Le Collectif Aliment-Terre compte sur un budget de 325 000 $ par an pour toutes ses responsabilités, incluant payer les six personnes d’une équipe qui réalise les mandats de dépannage, de cuisines collectives, tout en étant fiduciaire du budget du programme Nourrir notre monde pour la MRC de Bonaventure.
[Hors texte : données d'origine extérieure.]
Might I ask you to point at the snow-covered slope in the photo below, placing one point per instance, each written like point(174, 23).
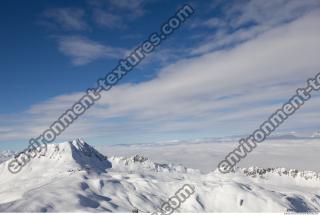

Le Programme de soutien aux organismes communautaires fournit environ la moitié de ces 325 000 $, alors que Centraide, avec 18 000 $, les communautés religieuses, avec 15 000 $, le Plan de lutte à la pauvreté, avec 60 000 $, Nourrir notre monde, avec 30 000 $ et Banques alimentaires du Québec, avec des montants variables, complètent la tarte budgétaire.
Comme ailleurs en Gaspésie, la flambée inflationniste des trois dernières années frappe fort les gens vivant seuls.
« Les personnes seules, historiquement, peu importe d’où elles tirent leurs revenus, occupent le haut du pavé en dépannage alimentaire. On voit des personnes qui ont des emplois, qui travaillent et qui n’y arrivent pas, au salaire minimum. Même si tu travailles fort et que tu cumules les emplois, il vient un temps où c’est la carte de crédit, ou je pile sur mon orgueil et je vais à la banque alimentaire. Les gens appellent pour dire qu’ils viennent pour quelqu’un d’autre, mais on pense que c’est pour eux. Un autre dilemme qui touche les gens, c’est quand la carte est vraiment pleine et qu’ils n’arrivent pas à la payer », raconte M. Badran.
Pour son organisme, le dépannage constitue un acte plus complexe que de remplir des boîtes pour citoyens aux prises avec un frigo vide.
« C’est beaucoup de travail en amont. On accorde de l’importance à la qualité de la nourriture. On reçoit des caisses de bananes, de légumes, de la viande, d’autres fruits. Quand ils sont un peu maganés, on les transforme. On essaie d’offrir de la quantité, mais aussi de la qualité, pas seulement des cannages. On fait l’achat de beaucoup d’aliments frais. Nos maraîchers locaux, on les encourage quand on peut », signale Sylvain Badran.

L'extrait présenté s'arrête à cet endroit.